Le FMI met en garde contre l'impact de la guerre sur la croissance

Selon des propos rapportés par Al Jaezeera, Kristalina Georgieva, la Directrice générale du FMI a déclaré que «si la crise au Moyen-Orient persiste, elle pourrait affecter le moral des marchés, la croissance et l'inflation».

«Les installations pétrolières et gazières ont subi des dommages et des perturbations de production. Chaque hausse de 10% des prix du pétrole, si elle se maintient pendant la majeure partie de l'année, entraînera une hausse de l'inflation mondiale de 40 points de base», a-t-elle ajouté. «Dans ce contexte mondial, je conseille aux décideurs politiques d'anticiper l'imprévu et de s'y préparer», a souligne Georgieva. En outre, selon le Financial Times, les ministres des Finances du G7 discuteront d'une possible libération conjointe de pétrole provenant des réserves coordonnées par l'Agence internationale de l'énergie (AIE), lors d'une réunion d'urgence lundi. Cette réunion vise à faire face à la flambée des prix du pétrole consécutive au conflit dans le Golfe.

Cette réunion intervient, explique FT, «alors que le président américain Donald Trump est sous pression pour enrayer la forte hausse du prix du pétrole brut observée depuis le début de la guerre», d'autant que le prix moyen de l'essence aux États-Unis «a atteint 3,45 dollars le gallon dimanche, contre 2,98 dollars la semaine précédente, et devrait continuer d'augmenter si Trump ne parvient pas à inverser la tendance».

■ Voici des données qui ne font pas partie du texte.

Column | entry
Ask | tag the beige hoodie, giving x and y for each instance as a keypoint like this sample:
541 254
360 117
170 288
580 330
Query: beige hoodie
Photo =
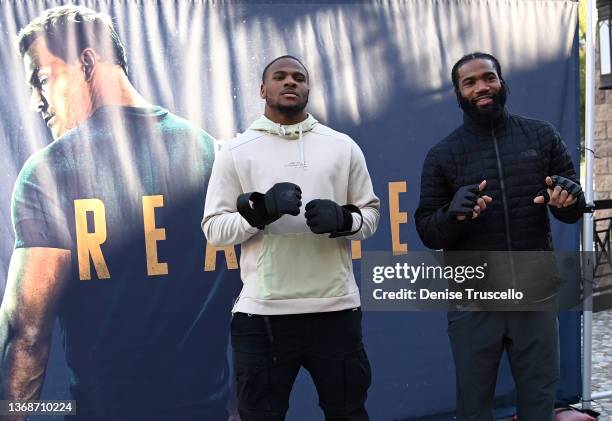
285 268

Selon le journal, «certains responsables américains estiment qu'une libération conjointe de 300 à 400 millions de barils - soit 25 à 30% des 1,2 milliard de barils de la réserve - serait appropriée». «La Chine, l'Inde, la Corée du Sud, le Japon, l'Allemagne, l'Italie et l'Espagne figurent parmi les plus grands importateurs de pétrole brut, ce qui les rend particulièrement vulnérables aux fluctuations des prix», explique encore FT.